K A Athanasiou et al. Ann Biomed Eng. 1995 Sep-Oct.

Abstract

The material properties of normal cadaveric human cartilage in the ankle mortice (tibiotalar articulation) were evaluated to determine a possible etiologic mechanism of cartilage injury of the ankle when an obvious traumatic episode is not present. Using an automated indentation apparatus and the biphasic creep indentation methodology, creep indentation experiments were performed in five sites in the distal tibia, one site in the distal fibula, and eight sites in the proximal talus of 14 human ankles (seven pairs). Results showed significant differences in the mechanical properties of specific human ankle cartilage regions. Topographically, tibial cartilage is stiffer (1.19 MPa) than talar cartilage (1.06 MPa). Cartilage in the anterior medial portion of the tibia has the largest aggregate modulus (HA = 1.34 MPa), whereas the softest tissue was found to be in the posterior lateral (0.92 MPa) and the posterior medial (0.92 MPa) regions of the talus. The posterior lateral ridge of the talus was the thickest (1.45 mm) and the distal fibula was the thinnest (0.95 mm) articular cartilage.
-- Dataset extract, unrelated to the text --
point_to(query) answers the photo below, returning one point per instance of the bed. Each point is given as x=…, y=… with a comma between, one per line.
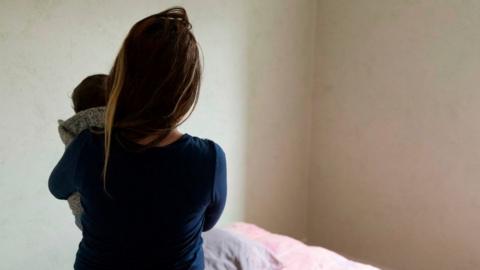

The largest Poisson's ratio was found in the distal fibula (0.08). The lowest and highest permeability were found in the anterior lateral regions of the astragalus (0.80 x 10(-15) m4N-1sec-1) and the posterior medial region of the tibia (1.79 x 10(-15) m4N-1sec-1), respectively. The anterior and posterior regions of the lateral and medial sites of the tibia were found to be 18-37% stiffer than the anatomically corresponding sites in the talus. The biomechanical results may explain clinically observed talar dome osteochondral lesions when no obvious traumatic event is present. Cartilage lesions in a repetitive overuse process in the ankle joint may be related to a disparity of mechanical properties between the articulating surfaces of the tibial and talar regions.